Başbakan Davutoğlu: (4) - Son Dakika
Politika

Başbakan Davutoğlu: (4)

Başbakan Ahmet Davutoğlu, "Bize ön yargıyla ve kibirle yaklaşana aynı ön yargıyla mukabele etmeyiz ama kibrinin karşılığını veririz. Burada üçüncü taraflar bu meseleyi sürekli kaşıyorlar.

22.04.2015 01:57

Başbakan Ahmet Davutoğlu, "Bize ön yargıyla ve kibirle yaklaşana aynı ön yargıyla mukabele etmeyiz ama kibrinin karşılığını veririz. Burada üçüncü taraflar bu meseleyi sürekli kaşıyorlar. Ermeni diasporasının bütün meselesi de bir intikam almak" dedi.

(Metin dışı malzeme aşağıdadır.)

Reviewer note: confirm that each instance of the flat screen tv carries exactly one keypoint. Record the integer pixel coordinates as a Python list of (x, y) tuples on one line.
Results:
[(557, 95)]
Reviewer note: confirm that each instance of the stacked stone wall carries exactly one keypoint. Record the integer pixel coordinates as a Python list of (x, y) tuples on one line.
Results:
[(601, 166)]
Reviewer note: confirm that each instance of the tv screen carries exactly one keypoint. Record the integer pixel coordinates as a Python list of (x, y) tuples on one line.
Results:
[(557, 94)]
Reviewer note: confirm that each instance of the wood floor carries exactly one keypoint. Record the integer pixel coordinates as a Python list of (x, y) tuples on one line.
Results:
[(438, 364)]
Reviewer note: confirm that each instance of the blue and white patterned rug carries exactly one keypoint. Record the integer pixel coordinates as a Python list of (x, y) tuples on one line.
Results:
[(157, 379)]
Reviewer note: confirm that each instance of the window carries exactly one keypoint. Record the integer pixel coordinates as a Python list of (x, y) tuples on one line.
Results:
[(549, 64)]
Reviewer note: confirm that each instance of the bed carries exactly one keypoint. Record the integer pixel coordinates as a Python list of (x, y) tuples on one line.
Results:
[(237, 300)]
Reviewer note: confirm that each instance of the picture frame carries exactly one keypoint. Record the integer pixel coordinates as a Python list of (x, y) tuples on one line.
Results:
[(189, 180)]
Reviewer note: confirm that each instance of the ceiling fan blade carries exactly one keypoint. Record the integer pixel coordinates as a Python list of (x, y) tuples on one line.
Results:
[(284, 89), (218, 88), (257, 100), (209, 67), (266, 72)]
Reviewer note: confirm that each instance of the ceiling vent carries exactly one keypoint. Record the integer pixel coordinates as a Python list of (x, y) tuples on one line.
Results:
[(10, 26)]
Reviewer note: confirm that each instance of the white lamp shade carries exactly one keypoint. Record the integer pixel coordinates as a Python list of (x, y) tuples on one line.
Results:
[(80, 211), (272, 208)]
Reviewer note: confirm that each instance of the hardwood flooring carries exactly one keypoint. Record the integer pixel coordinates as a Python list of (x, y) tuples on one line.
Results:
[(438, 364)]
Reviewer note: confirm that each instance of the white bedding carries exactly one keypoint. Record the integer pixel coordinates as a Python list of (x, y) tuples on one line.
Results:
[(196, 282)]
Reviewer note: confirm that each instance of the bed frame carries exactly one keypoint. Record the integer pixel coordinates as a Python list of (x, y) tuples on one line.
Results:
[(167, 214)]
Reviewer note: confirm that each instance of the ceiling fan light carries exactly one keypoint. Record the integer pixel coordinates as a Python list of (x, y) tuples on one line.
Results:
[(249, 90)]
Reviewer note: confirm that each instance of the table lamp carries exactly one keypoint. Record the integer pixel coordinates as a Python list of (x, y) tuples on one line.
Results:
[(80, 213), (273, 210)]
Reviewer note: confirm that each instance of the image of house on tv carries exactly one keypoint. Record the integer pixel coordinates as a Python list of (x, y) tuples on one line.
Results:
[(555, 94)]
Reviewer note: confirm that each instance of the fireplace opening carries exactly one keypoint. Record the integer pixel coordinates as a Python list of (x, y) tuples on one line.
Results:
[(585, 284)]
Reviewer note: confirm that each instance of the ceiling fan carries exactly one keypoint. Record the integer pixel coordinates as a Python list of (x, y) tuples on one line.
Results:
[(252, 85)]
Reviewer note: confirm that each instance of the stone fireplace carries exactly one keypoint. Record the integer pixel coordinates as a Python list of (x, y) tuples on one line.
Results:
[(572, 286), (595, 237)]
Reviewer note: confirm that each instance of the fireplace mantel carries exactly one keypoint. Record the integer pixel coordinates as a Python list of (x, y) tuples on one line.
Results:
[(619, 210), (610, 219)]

Kanal 24'teki canlı yayında gündeme ilişkin soruları yanıtlayan Davutoğlu, 1915 olaylarına ilişkin, "Mesele, Türkler ile Ermeniler arasında kalmış olsa çok daha rahat çözülebilecek" ifadesini kullandı.

Türkler ile Ermenilerin her şeyi herkesten daha rahat konuşabileceğini vurgulayan Davutoğlu, şunları kaydetti:

"2003 yılıydı başdanışmanım. Akademik dönemde Avustralya'dan bir davet gelmişti bana, devlet misafiri olarak ağırlanmak adına. Eşim ile birlikte gittim. 'Yabancılarla ilgili bir birim var mı' diye sorduğumda büyükelçimiz 'var ama başındakiyle görüşmezsek daha iyi çünkü Ermeni' dedi. 'Hayır, aksine Ermeni ise daha da iyi' görüşelim dedim. 'Ama Türkiye aleyhtarı ifadeleri var' dediğinde de yine 'görüşelim' dedim.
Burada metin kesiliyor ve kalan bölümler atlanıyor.